Ormai appare chiaro che in Italia le scuole riapriranno a settembre. In che modo ancora non è dato sapere anche perché tutto dipende da come evolverà la curva del contagio da coronavirus, una conditio sine qua non per ogni discorso relativo alla Fase 2.
Tutte quelle famiglie con entrambi i genitori lavoratori e che hanno figli che non possono essere lasciati a casa da soli, da maggio a settembre dovranno trovare qualcuno che si occupi dei bambini.
Per chi lavora full time il bonus da 600 euro non è assolutamente adeguato a coprire la spesa mensile per una babysitter, senza contare il fatto che per la sicurezza sanitaria si dovrà trovare una persona che magari si è fatta un tampone al momento spesso introvabile anche per chi ha i sintomi del coronavirus.
Non tutti poi hanno la possibilità di affidarsi ai nonni che comunque sono la fascia più a rischio per il COVID-19. Anche essere in smart working da casa non vuol dire poter badare a un figlio piccolo: come può una mamma o un padre lavorare otto ore da casa in maniera efficiente se deve pensare a un bambino piccolo?
“Utilizziamo i centri famiglia, i campi scuola, coinvolgiamo il Terzo settore” ha proposto il sindaco di Bari Antonio Decaro, mentre Virginia Raggi ha parlato di una riapertura a luglio di scuole come centri estivi.
Ipotesi queste ancora tutte da vagliare mentre il 4 maggio, fortunatamente, si avvicina sempre più. Anche aprendo centri estivi o scuole, come si potrà garantire che dei bambini di tre anni possano rispettare la distanza di sicurezza?
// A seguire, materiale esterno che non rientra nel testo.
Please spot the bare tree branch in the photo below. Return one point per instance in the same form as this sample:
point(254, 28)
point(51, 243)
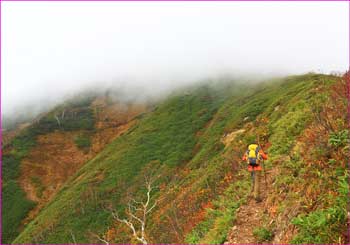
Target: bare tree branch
point(137, 211)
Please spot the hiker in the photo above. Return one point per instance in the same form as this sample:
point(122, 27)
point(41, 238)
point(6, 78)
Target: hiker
point(254, 157)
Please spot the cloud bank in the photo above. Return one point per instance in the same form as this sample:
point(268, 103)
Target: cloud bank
point(52, 49)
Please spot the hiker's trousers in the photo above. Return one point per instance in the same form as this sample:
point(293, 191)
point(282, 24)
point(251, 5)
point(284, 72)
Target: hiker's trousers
point(255, 175)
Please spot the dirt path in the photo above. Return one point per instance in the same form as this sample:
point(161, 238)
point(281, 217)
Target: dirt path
point(250, 216)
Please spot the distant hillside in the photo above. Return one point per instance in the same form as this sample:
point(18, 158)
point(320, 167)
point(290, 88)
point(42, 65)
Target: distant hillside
point(191, 145)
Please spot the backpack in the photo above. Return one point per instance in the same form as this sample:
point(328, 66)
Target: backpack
point(253, 155)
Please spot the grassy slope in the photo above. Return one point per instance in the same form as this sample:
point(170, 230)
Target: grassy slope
point(15, 204)
point(182, 139)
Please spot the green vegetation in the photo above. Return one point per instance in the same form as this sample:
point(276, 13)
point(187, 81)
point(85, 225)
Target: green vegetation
point(16, 206)
point(201, 183)
point(324, 226)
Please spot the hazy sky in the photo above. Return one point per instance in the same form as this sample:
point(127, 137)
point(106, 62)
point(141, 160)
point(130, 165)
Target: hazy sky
point(50, 49)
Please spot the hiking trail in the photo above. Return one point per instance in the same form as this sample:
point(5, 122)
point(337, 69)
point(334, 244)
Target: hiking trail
point(251, 214)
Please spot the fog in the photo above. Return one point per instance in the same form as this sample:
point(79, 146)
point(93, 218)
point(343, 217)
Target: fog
point(51, 50)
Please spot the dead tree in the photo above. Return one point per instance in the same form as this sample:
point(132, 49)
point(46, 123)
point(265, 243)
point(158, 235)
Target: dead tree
point(136, 214)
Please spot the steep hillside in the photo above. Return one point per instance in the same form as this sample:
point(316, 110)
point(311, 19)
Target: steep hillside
point(191, 145)
point(40, 157)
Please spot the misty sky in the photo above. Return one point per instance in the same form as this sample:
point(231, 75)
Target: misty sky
point(51, 49)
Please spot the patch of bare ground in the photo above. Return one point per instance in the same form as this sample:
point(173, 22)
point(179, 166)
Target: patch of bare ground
point(56, 157)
Come si potrà soddisfare tutta la domanda di posti? Chi ne avrà diritto a usufruirne?
Mentre si discute in maniera accesa sulle interrogazioni online, tutte queste domande al momento non sono state minimamente affrontate dal Ministero dell’Istruzione con tutto il governo in generale che è in tremendo ritardo sulla tematica.
Come spesso accade in Italia ci si troverà ad affrontare il problema soltanto quando questo esploderà sotto gli occhi di tutti, cercando di mettere le proverbiali pezze promettendo qualche bonus quando invece quello di cui si avrebbe bisogno sarebbe una linea programmatica e dei servizi adeguati.